Por IAGO FONSECA, de Macapá (AP)
O Sambódromo de Macapá viveu, neste sábado (14), o capítulo final de um dos carnavais mais seguros e abertos ao público dos últimos anos. Com arquibancadas lotadas e um clima de celebração que atravessou a madrugada, as últimas cinco agremiações cruzaram a passarela Ivaldo Veras misturando fé, política e cultura popular.
No meio do povo, o governador Clécio Luís celebrou a retomada e a organização da festa. “É o Carnaval para todo mundo torcer, assistir e festejar. Uma festa linda, segura e que movimenta a nossa economia, gerando emprego e renda para o nosso povo”, destacou o governador.

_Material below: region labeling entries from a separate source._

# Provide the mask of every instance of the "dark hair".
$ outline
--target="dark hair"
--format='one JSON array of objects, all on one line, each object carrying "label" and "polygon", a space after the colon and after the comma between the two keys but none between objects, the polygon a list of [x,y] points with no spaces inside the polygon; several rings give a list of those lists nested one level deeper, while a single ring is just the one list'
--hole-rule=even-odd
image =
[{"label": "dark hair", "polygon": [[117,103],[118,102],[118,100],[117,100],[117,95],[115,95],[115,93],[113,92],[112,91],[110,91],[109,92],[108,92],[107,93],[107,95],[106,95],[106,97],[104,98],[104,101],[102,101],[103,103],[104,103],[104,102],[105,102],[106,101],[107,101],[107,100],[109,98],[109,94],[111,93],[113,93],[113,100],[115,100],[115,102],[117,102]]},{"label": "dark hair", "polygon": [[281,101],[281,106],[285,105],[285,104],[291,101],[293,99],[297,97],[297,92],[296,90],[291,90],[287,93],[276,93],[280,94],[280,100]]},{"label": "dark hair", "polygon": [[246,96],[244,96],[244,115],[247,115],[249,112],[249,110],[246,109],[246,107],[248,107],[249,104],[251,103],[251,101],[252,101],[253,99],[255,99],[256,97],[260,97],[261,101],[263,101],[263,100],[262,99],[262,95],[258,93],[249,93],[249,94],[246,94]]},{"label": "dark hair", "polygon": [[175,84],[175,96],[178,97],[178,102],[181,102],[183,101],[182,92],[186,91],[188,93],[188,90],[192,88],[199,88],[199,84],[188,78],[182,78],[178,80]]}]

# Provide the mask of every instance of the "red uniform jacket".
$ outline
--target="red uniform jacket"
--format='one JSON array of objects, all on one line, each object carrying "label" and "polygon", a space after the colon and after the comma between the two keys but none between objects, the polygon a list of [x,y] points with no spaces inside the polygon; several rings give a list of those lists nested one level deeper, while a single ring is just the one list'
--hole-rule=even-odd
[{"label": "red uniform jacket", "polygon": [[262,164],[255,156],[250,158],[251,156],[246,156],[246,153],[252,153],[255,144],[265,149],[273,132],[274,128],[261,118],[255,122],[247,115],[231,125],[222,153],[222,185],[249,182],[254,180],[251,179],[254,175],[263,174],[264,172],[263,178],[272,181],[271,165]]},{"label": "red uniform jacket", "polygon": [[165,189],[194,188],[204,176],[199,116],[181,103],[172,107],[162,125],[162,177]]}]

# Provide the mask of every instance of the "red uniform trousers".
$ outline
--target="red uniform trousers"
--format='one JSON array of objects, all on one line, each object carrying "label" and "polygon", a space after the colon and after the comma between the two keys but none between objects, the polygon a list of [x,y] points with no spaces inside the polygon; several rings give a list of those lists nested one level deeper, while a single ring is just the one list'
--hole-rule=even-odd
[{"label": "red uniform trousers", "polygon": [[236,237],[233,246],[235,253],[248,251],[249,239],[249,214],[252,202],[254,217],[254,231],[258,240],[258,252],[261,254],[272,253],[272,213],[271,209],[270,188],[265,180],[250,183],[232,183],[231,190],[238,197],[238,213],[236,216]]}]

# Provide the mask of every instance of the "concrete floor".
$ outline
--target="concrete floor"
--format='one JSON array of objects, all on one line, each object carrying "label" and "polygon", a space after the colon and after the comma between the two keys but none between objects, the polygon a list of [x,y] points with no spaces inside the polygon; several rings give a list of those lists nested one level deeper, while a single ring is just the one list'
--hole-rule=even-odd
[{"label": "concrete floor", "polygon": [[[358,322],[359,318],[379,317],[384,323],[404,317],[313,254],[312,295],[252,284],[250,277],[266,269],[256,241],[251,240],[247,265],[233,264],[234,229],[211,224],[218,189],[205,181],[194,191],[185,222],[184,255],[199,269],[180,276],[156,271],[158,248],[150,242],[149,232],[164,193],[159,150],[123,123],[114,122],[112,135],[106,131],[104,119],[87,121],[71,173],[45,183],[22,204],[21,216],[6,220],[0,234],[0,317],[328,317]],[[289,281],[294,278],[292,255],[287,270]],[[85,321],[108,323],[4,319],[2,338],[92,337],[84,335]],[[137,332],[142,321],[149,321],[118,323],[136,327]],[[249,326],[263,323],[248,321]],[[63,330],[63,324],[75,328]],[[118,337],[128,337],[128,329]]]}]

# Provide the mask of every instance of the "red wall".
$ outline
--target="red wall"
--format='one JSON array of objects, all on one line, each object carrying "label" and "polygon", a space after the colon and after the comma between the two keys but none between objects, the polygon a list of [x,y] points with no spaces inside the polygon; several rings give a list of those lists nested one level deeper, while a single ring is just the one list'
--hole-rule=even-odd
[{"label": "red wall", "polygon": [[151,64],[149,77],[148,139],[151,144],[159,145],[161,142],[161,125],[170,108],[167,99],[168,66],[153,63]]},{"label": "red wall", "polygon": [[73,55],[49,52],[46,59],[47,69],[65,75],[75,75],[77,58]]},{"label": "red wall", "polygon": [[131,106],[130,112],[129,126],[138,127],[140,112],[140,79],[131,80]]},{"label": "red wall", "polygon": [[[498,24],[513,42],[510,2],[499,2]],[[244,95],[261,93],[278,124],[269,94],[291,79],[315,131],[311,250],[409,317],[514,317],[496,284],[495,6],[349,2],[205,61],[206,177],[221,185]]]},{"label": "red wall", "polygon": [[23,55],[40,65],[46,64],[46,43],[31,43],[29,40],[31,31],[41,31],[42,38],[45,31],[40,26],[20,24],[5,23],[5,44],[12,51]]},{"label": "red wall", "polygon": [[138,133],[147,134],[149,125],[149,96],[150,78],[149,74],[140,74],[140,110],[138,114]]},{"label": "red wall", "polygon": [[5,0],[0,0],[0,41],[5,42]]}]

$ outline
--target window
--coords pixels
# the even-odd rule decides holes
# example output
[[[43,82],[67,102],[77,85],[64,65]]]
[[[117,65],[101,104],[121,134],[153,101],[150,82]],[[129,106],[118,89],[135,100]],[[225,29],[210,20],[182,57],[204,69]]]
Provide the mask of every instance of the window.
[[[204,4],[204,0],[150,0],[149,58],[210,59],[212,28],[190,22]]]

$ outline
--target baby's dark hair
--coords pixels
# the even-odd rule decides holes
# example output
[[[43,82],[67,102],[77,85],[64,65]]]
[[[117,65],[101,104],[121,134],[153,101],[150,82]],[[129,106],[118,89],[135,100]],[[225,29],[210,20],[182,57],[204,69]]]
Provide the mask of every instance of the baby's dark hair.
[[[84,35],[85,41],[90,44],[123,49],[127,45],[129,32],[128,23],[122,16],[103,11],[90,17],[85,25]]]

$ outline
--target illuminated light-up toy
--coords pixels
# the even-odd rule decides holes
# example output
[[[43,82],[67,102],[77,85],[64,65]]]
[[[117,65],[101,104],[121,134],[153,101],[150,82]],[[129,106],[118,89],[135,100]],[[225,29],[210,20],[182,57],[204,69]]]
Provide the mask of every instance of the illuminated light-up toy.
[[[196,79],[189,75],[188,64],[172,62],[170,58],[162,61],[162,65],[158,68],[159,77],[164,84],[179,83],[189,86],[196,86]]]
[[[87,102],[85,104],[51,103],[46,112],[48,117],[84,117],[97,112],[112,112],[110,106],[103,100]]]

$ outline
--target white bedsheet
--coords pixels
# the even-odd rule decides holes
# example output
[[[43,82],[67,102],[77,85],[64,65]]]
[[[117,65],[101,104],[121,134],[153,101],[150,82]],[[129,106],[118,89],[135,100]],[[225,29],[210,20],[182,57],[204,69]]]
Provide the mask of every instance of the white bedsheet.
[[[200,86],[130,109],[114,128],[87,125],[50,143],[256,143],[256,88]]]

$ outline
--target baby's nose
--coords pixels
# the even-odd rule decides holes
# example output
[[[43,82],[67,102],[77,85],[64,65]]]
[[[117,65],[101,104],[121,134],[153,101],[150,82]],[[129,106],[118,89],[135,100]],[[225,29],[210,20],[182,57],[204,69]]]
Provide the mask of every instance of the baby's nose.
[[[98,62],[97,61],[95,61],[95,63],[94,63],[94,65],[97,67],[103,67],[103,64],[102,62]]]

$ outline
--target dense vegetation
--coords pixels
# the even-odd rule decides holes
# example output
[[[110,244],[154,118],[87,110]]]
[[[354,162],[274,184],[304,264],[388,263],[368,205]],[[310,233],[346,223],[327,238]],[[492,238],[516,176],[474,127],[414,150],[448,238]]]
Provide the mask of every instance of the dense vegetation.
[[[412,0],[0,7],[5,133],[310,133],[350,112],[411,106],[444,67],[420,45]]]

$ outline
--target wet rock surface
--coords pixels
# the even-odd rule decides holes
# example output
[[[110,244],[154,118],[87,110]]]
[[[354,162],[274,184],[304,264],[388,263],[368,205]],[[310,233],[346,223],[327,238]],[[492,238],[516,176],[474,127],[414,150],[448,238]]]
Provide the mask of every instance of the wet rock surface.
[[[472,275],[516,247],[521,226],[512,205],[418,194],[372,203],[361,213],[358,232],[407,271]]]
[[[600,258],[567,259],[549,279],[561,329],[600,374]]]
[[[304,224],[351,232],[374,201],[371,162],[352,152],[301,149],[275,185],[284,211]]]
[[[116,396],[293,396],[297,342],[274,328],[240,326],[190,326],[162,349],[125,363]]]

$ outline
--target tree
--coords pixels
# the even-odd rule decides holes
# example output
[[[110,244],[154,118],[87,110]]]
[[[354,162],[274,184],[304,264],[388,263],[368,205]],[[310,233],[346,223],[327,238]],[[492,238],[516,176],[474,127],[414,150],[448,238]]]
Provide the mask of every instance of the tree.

Governador Clécio Luís: Carnaval para todo mundo. Foto: Ruan Alves
A Solidariedade abriu a segunda noite com o enredo “O tambor que não se cala”, transformando a avenida em um verdadeiro manifesto de liberdade. A escola da zona sul usou a batida ancestral do tambor para contar a história de resistência dos povos oprimidos, emocionando o público com alas que simbolizavam a voz daqueles que lutam contra o silenciamento cultural ao longo dos séculos.

Foto: Sal Lima

Foto: Sal Lima
A Império da Zona Norte desaguou no Sambódromo com uma proposta atual e urgente: a defesa da Amazônia aliada ao progresso na margem equatorial. A escola uniu o verde da floresta à tecnologia, defendendo que o desenvolvimento econômico do estado pode e deve caminhar junto com a preservação ambiental, em um desfile visualmente moderno e impactante.

Foto: Maksuel Martins

Foto: Maksuel Martins
A força da religiosidade tomou conta da passarela com a Império do Povo, que exaltou Nanã Buruquê e as raízes do mangue. Com um acabamento em tons de lilás e terra, a agremiação de Santana mostrou a relação intrínseca entre o barro, a criação do mundo e a proteção dos orixás, trazendo uma estética orgânica.

Foto: Maksuel Martins

Foto: Maksuel Martins
O clima de “baile” tomou conta da Ivaldo Veras quando o Piratas da Batucada entrou na avenida com o enredo “Meu Coração é Brega”. A escola do bairro Santa Inês levou clássicos do romantismo popular para a passarela, transformando o espaço em um grande salão. Com coreografias inspiradas nas festas de aparelhagem, o “Piratão” apostou na identidade tucuju para conquistar as arquibancadas.

Foto: Jorge Junior

Foto: Jorge Junior
Para encerrar, o Piratas Estilizados trouxe o “Alujá de Xangô”, evocando a justiça e o fogo do orixá dos raios. A escola encerrou os desfiles de 2026 com uma explosão de vermelho e branco, exaltando a ancestralidade dos tambores e a força da fé africana, deixando a avenida com clima de dever cumprido.